Yüzyıllar boyunca şeytana tapanlar olarak adlandırılan, türlü dışlanmışlıklara ve katliamlara maruz kalan Ezidi Kürtleri, çoğu zaman içe kapalı ve yalıtılmış cemaatler olarak algılandı. Yapılan az sayıda incelemede ise, heterodoks inanç sistemlerinden ötürü Ezidileri kemikleşmiş bir toplumsal ve kültürel varlığa sahipmiş gibi gösterme eğilimi oldu.
Evliya Çelebi’den Rus şair Puşkin’e, Bitlis Emiri Şerefhan’ın 16. yüzyılda kaleme aldığı ‘Şerefname’den İslam âlimlerinin yazdığı metinlere, Batılı seyyahlardan, elçilere ve oryantalistlere kadar birçok yazarın ilgisini çeker Ezidiler. Farklı ritüelleri ve heterodoks inanç sistemleri dolayısıyla türlü önyargılara maruz kalırlar. Kirlilik, sapkınlık, şeytana tapma şeklinde inşa edilen özcü yargılar, Batılı şarkiyatçılar ve sömürgecilerle birlikte bir çeşit ilginçlik kazanır, Ezidiler artık gizemli ve egzotik bir topluluktur.
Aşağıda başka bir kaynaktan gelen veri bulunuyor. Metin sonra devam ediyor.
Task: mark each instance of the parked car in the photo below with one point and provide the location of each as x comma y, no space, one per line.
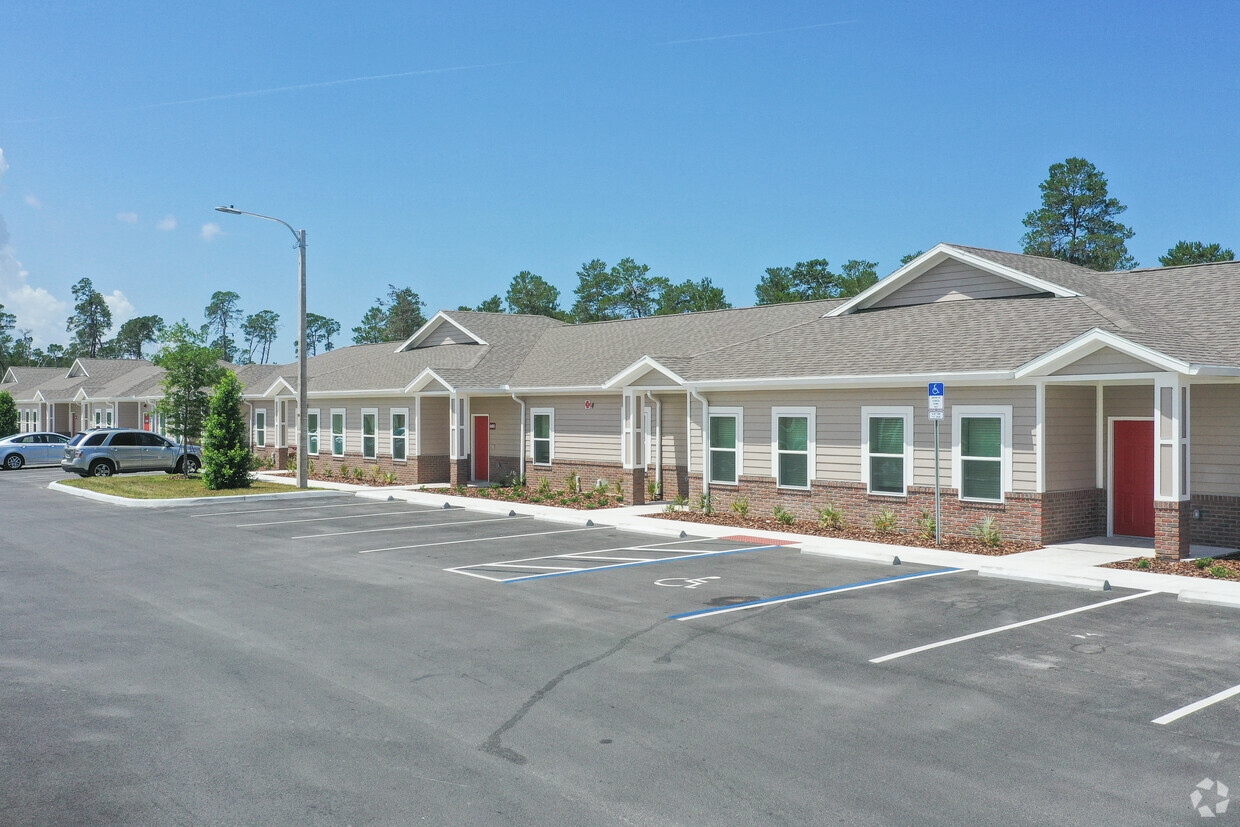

Irak’ın çok katmanlı yapısı
‘Öteki Kürtler: Sömürge Irak’ında Ezidiler’, Kuzey Irak’ın en geniş ikinci gayri Müslim cemaati olan Ezidi Kürtlerine ve Britanya mandasına ilişkin karmaşık süreçleri, farklı ve etkileyici bir yaklaşımla ele alması bakımından uluslararası literatürde ilk çalışma özelliği taşır. Nelida Fuccaro, etnisiteyi kendinden menkul bir kategori olarak düşünmez, etnisitenin oluşum sürecindeki politik, ekonomik ve toplumsal süreçleri masaya yatırır. Bu sayede, Irak’ın çok katmanlı ve parçalanmış yapısını doğallaştırmadan, bu yapının siyasi ve tarihsel kökenlerine dair etkileyici bir sorgulama gerçekleştirir. Fuccaro, etnisite ve dini doğallaştırılmadan ve bunlara özsel özellikler atfetmeden tarihsel inşa süreçlerini ele alır. Fuccaro’nun, Irak’ın sömürge tarihine ve Ezidi Kürtlerin cemaat dayanışmalarına, etnik ve dini kimliklerine yönelik yerelci ve dolayısıyla cemaatçi bir bakışı vardır. Ancak yerelci bakış merkezde olan biteni göz ardı eden ya da cemaatin kendi sınırları içine hapseden bir perspektif değildir. Bunun yerine yerelde yaşananı sürekli olarak merkezle ilişki içerisinde düşünen; modernleşme, sömürgeleşme ve ulus-devlet süreçlerini soyut söylemler yerine yerelin somut dinamikleriyle açıklamaya çalışan bir bakış açısıdır bu.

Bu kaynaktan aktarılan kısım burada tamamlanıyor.